3. Cigarette or Shisha?
While working in Newcastle recently, I went out looking for a place to have dinner. Walking down one street I saw quite a few restaurants where men were smoking Shisha or water pipe. I decided to ask my driver about this tradition. Syed told me the main advantage of Shisha is the flavoured tobacco. If someone fancies an apple or blackberry taste – no problems. However, Shisha is much more potent than cigarettes, therefore is much more damaging than any other type of smoking. Men and women in the East loooove Shisha and have always loved it.

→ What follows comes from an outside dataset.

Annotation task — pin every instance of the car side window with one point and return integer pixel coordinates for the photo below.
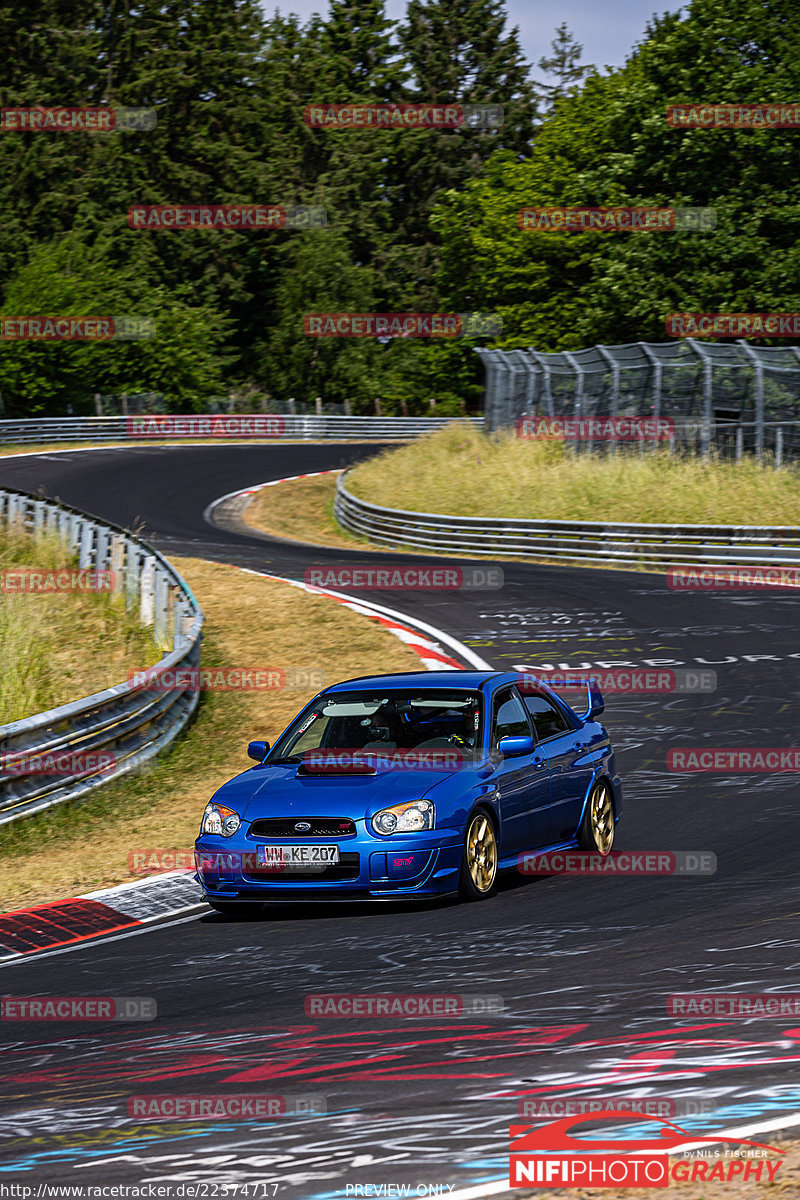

In Melbourne in the western suburbs there are lots of small restaurants where people can have a smoke. According to Syed half of them are women. Despite smoking in public places being totally prohibited in Australia because it’s potentially causing cardiovascular disease and cancer, shishas or water pipes somehow slipped through the loop.
Curious, I did a search on the internet and found many similar places in Melbourne. Here is one of them.
Looks pretty snazzy and inviting. It’s a shame I don’t have any reason to visit this place as I don’t smoke!!!